← Back to context

Comment by tarruda

18 hours ago

There is a newer PR which will probably be merged soon: https://github.com/ggml-org/llama.cpp/pull/22673

Ohhhh geee!!! I just applied the patch to my local git copy. You need to use the model on the PR that he submitted, the model is particular because it has extra information that allows the MTP to happen. I have two amd gpus, and qwen3.6 27B qk6 does around 20t/s generation... If I run it only on one I get like 35t/s.

But with this patch I saw 46t/s with qwen3.6 27B q8... this is insane, it's 250% faster than the original speed, there was no gpu I could upgrade to get that kind of boost, amazing!

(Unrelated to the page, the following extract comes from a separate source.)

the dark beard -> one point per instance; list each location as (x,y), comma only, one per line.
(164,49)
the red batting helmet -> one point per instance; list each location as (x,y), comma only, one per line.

Ollama merged a PR for MTP about 2 hours ago, as well:

https://github.com/ollama/ollama/pull/15980

Edit: Seems they also have a pre-release version out with the functionality added: https://github.com/ollama/ollama/releases/tag/v0.23.1-rc0

  • Sad:

    theturtle32@ai1:~$ ollama run gemma4:31b-coding-mtp-bf16 pulling manifest Error: pull model manifest: 412: this model requires macOS

    • What's "sad" is how slow the ollama folks are being in vendoring newer versions of ggml into their codebase. That attitude just leaves them stranded without access to newer features.